Rom im September ist voller Touristen und Pilger und immer noch heiß. Wer sich durch die zweitausendjährige enge Via Appia aus der Stadt hinausquält, sieht bald die Sommerpaläste des römischen Adels in den Hügeln auftauchen. Einer von ihnen ist leicht identifizierbar an seinem auffälligen Turm, der vatikanischen Sternwarte: Castelgandolfo, Sommersitz der Päpste.

Rein und klar ist die Luft hier oben, deutlich frischer als in der hitzeflirrenden Ebene. Das Tor des Sommerpalastes öffnet sich zu einer kleinen Piazza, um die herum schart sich ein hübsches Städtchen, dessen barocke Gelb- und Rottöne die Nachmittagssonne warm erstrahlen lässt. So heiter ist es, so sehr leuchtet alles, als wäre nichts Böses in der Welt.

Hier ist Vatikanstaat. Castelgandolfo ist exterritorial. Dieser Nachmittag ist es auch, eine Stunde außerhalb des Weltgetriebes. Schweizer Gardisten salutieren und weisen den Weg zum blassroséfarbenen Palast. Dessen Tür öffnet sich, man führt den Gast in einen kleinen Audienzraum – Marmorboden, ein Tisch, ein Tablett mit Wasser und weißen Plastikbechern – und bittet um ein wenig Geduld. Er werde gleich kommen.
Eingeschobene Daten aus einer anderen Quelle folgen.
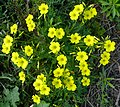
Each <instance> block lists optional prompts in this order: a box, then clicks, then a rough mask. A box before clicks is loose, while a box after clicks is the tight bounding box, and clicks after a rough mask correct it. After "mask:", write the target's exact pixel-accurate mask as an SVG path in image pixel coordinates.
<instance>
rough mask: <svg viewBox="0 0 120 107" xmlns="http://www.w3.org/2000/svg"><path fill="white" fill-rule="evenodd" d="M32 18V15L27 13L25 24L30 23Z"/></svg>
mask: <svg viewBox="0 0 120 107" xmlns="http://www.w3.org/2000/svg"><path fill="white" fill-rule="evenodd" d="M32 19H33V15H32V14H29V15H28V17H27V18H26V19H25V21H26V24H29V23H31V21H32Z"/></svg>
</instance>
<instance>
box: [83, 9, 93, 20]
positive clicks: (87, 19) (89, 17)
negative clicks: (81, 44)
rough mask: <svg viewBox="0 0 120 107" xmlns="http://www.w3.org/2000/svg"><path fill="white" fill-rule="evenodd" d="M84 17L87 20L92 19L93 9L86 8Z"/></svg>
mask: <svg viewBox="0 0 120 107" xmlns="http://www.w3.org/2000/svg"><path fill="white" fill-rule="evenodd" d="M83 15H84V19H85V20H90V19H91V18H92V15H91V11H90V10H86V11H84V14H83Z"/></svg>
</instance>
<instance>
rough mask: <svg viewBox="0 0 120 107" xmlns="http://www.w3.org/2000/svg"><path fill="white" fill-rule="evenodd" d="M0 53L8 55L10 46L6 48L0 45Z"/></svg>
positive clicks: (3, 44) (7, 46)
mask: <svg viewBox="0 0 120 107" xmlns="http://www.w3.org/2000/svg"><path fill="white" fill-rule="evenodd" d="M2 52H3V53H5V54H9V52H10V46H7V45H5V44H3V45H2Z"/></svg>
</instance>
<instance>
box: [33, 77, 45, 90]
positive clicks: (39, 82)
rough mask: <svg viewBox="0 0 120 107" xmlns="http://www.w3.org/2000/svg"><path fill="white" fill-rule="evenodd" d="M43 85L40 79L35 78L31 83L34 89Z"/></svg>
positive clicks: (35, 89) (38, 87)
mask: <svg viewBox="0 0 120 107" xmlns="http://www.w3.org/2000/svg"><path fill="white" fill-rule="evenodd" d="M42 85H43V82H42V81H41V80H40V79H36V80H35V82H34V83H33V86H34V87H35V90H37V91H38V90H40V89H41V87H42Z"/></svg>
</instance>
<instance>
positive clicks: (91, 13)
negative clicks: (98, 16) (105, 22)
mask: <svg viewBox="0 0 120 107" xmlns="http://www.w3.org/2000/svg"><path fill="white" fill-rule="evenodd" d="M90 12H91V17H94V16H96V15H97V11H96V8H91V9H90Z"/></svg>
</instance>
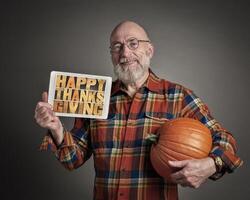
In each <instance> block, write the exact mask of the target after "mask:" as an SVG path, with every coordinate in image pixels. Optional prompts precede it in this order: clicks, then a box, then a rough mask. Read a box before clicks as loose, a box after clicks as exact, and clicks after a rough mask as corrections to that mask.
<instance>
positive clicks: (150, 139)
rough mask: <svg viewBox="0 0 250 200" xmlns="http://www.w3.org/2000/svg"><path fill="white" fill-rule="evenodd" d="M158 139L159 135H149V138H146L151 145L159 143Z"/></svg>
mask: <svg viewBox="0 0 250 200" xmlns="http://www.w3.org/2000/svg"><path fill="white" fill-rule="evenodd" d="M158 138H159V136H158V135H155V134H152V133H149V134H148V135H147V137H146V140H147V141H148V142H149V143H153V144H156V143H157V141H158Z"/></svg>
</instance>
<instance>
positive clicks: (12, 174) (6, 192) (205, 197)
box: [0, 0, 250, 200]
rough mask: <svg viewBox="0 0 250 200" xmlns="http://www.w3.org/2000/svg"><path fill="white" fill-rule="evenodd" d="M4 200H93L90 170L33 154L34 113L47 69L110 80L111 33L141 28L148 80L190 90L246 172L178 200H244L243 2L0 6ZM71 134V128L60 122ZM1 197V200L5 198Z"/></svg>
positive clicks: (41, 1)
mask: <svg viewBox="0 0 250 200" xmlns="http://www.w3.org/2000/svg"><path fill="white" fill-rule="evenodd" d="M0 9H1V10H0V11H1V12H0V13H1V18H0V20H1V38H0V40H1V61H0V63H1V91H2V92H1V102H2V103H1V105H2V106H1V108H2V109H1V110H2V115H1V134H0V135H1V136H0V137H1V140H0V146H1V159H0V160H1V161H0V162H1V165H0V166H1V181H0V182H1V189H0V190H1V199H17V197H19V198H20V199H26V200H28V199H30V200H34V199H38V200H40V199H41V200H42V199H46V200H52V199H61V200H66V199H72V200H80V199H91V198H92V188H93V179H94V171H93V161H92V159H90V160H89V161H88V162H87V163H86V164H85V165H84V166H82V167H81V168H79V169H77V170H75V171H73V172H68V171H67V170H65V169H64V168H63V167H62V166H61V164H60V163H59V162H57V160H56V159H55V157H54V156H53V155H52V154H51V153H46V152H39V151H38V147H39V145H40V143H41V140H42V138H43V136H44V133H45V130H43V129H41V128H40V127H38V126H37V125H36V124H35V122H34V118H33V115H34V109H35V105H36V103H37V102H38V101H39V99H40V96H41V93H42V91H43V90H47V88H48V83H49V73H50V71H52V70H61V71H70V72H79V73H89V74H98V75H110V76H113V72H112V64H111V61H110V54H109V50H108V46H109V34H110V32H111V30H112V29H113V27H114V26H115V25H116V24H117V23H118V22H120V21H121V20H125V19H130V20H135V21H137V22H138V23H140V24H142V25H143V26H144V27H145V28H146V30H147V31H148V32H149V34H150V36H151V39H152V41H153V43H154V45H155V49H156V51H155V56H154V58H153V60H152V69H153V71H154V72H155V73H156V74H158V75H160V77H163V78H166V79H169V80H170V81H174V82H178V83H181V84H183V85H185V86H186V87H188V88H191V89H193V90H194V91H195V93H196V94H197V95H198V96H200V97H201V98H202V99H203V101H205V102H206V103H207V105H208V106H209V107H210V109H211V111H212V114H213V115H214V116H215V118H217V119H218V120H219V121H220V122H221V123H222V124H223V125H224V126H225V127H226V128H227V129H229V130H230V131H231V132H232V133H233V134H234V136H235V138H236V140H237V141H238V147H239V151H238V154H239V155H240V156H241V158H242V159H243V160H244V162H245V164H244V166H243V167H241V168H240V169H239V170H238V171H236V172H235V173H233V174H230V175H226V176H224V177H223V178H222V179H220V180H218V181H216V182H213V181H208V182H206V183H205V184H204V185H202V187H201V188H199V189H190V188H181V187H180V199H185V200H186V199H192V200H195V199H196V200H199V199H203V200H205V199H214V200H216V199H218V200H219V199H227V200H232V199H249V198H250V197H249V196H250V193H249V191H250V190H249V189H250V188H249V185H250V180H249V175H250V173H249V160H250V159H249V150H250V148H249V140H250V136H249V124H250V119H249V113H250V110H249V97H250V94H249V85H250V79H249V75H250V73H249V72H250V68H249V64H250V56H249V52H250V43H249V34H250V32H249V31H250V28H249V21H250V9H249V3H248V2H247V1H236V0H235V1H229V0H228V1H169V0H165V1H157V0H154V1H153V0H152V1H130V0H127V1H118V0H117V1H113V2H112V1H93V0H92V1H83V0H82V1H69V0H61V1H30V2H25V1H1V4H0ZM63 121H64V122H65V124H66V126H67V127H68V128H69V129H70V128H71V126H72V122H73V120H72V119H69V118H63ZM5 195H6V196H5Z"/></svg>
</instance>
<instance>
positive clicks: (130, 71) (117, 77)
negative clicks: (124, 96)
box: [114, 54, 150, 84]
mask: <svg viewBox="0 0 250 200" xmlns="http://www.w3.org/2000/svg"><path fill="white" fill-rule="evenodd" d="M149 66H150V57H149V56H147V55H145V54H144V55H143V56H142V59H141V62H140V63H138V65H137V66H136V67H133V68H132V69H131V68H129V66H128V67H127V66H121V65H120V64H117V65H116V66H115V67H114V73H115V75H116V76H117V78H118V79H119V80H121V81H122V82H123V83H124V84H135V83H136V82H137V81H138V80H140V79H141V78H142V77H143V76H144V74H145V73H146V72H147V71H148V68H149Z"/></svg>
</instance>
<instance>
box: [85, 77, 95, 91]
mask: <svg viewBox="0 0 250 200" xmlns="http://www.w3.org/2000/svg"><path fill="white" fill-rule="evenodd" d="M95 84H96V79H92V78H89V79H88V80H87V84H86V90H90V87H91V86H94V85H95Z"/></svg>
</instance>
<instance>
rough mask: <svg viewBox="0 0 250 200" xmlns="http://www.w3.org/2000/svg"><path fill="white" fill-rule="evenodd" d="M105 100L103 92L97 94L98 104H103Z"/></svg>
mask: <svg viewBox="0 0 250 200" xmlns="http://www.w3.org/2000/svg"><path fill="white" fill-rule="evenodd" d="M103 100H104V93H103V92H97V95H96V103H98V104H101V103H103Z"/></svg>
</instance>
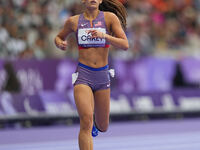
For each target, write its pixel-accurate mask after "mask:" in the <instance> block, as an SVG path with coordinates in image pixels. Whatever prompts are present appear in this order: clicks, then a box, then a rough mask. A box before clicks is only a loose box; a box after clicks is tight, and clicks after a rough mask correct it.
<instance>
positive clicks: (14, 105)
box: [0, 0, 200, 129]
mask: <svg viewBox="0 0 200 150" xmlns="http://www.w3.org/2000/svg"><path fill="white" fill-rule="evenodd" d="M120 1H121V2H122V3H123V4H124V6H125V7H126V9H127V12H128V18H127V21H128V22H127V30H126V34H127V37H128V40H129V43H130V48H129V50H128V51H122V50H119V49H116V48H114V47H111V49H110V57H109V62H110V63H109V64H110V68H114V69H115V70H116V77H115V78H114V79H112V93H111V122H112V121H113V122H114V121H128V120H137V121H138V120H153V119H164V118H165V119H168V118H170V119H171V118H175V119H177V118H178V119H182V118H188V117H189V118H191V117H200V89H199V88H200V0H129V1H128V0H120ZM81 8H82V6H81V3H80V0H1V1H0V128H1V129H5V128H23V127H33V126H49V125H58V124H64V125H73V124H76V123H78V122H79V120H78V115H77V112H76V107H75V104H74V99H73V87H72V84H71V74H72V73H73V72H74V71H75V69H76V65H77V58H78V50H77V44H76V41H75V36H74V35H73V34H72V35H70V37H69V38H68V39H67V40H68V43H69V47H68V49H67V50H66V51H61V50H59V49H57V48H56V47H55V45H54V38H55V36H56V34H58V32H59V31H60V29H61V28H62V27H63V25H64V22H65V20H66V19H67V18H68V17H69V16H72V15H75V14H79V13H81V12H82V9H81Z"/></svg>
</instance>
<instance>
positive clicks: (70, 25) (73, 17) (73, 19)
mask: <svg viewBox="0 0 200 150" xmlns="http://www.w3.org/2000/svg"><path fill="white" fill-rule="evenodd" d="M78 18H79V15H75V16H70V17H69V18H68V19H67V20H66V22H65V28H69V29H71V30H72V31H76V28H77V25H78Z"/></svg>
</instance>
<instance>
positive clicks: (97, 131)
mask: <svg viewBox="0 0 200 150" xmlns="http://www.w3.org/2000/svg"><path fill="white" fill-rule="evenodd" d="M98 134H99V130H98V129H97V128H96V127H95V125H93V127H92V136H93V137H96V136H97V135H98Z"/></svg>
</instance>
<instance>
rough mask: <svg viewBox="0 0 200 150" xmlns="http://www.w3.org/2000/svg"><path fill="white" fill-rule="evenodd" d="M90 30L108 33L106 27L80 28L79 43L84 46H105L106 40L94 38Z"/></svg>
mask: <svg viewBox="0 0 200 150" xmlns="http://www.w3.org/2000/svg"><path fill="white" fill-rule="evenodd" d="M90 30H98V31H100V32H103V33H104V34H105V33H106V29H104V28H86V29H79V30H78V44H79V45H80V46H82V47H104V46H105V44H106V40H105V39H102V38H93V37H92V35H91V34H88V32H89V31H90Z"/></svg>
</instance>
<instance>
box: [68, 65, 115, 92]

Er kommt gleich. Erster Eindruck: ein Mann von Anfang fünfzig, im Zenit seines Lebens. Strenges Schwarz trägt er. Keine kleinen Extravaganzen heute. Nicht das lila Innenfutter in den Talarärmeln. Keine besonderen Schuhe. Und – sieht dieser Georg Gänswein wirklich so gut aus wie auf den Fotos?

Mitunter staunt man über die Wunder medialer Balsamierungskunst, trifft man manche Helden der Popkultur leibhaftig. Bei diesem nicht. Ein schöner Mann, ja. Vielleicht etwas weniger hollywoodesk als auf allzu perfekt ausgeleuchteten Fotos, dafür lebendiger. Der zweite Eindruck: gerade. Keine Spur von vatikanischer Marmorkühle, von Zurechtgeschliffenheit in Jahrzehnten der Diplomatie, Vorsicht, Intrige.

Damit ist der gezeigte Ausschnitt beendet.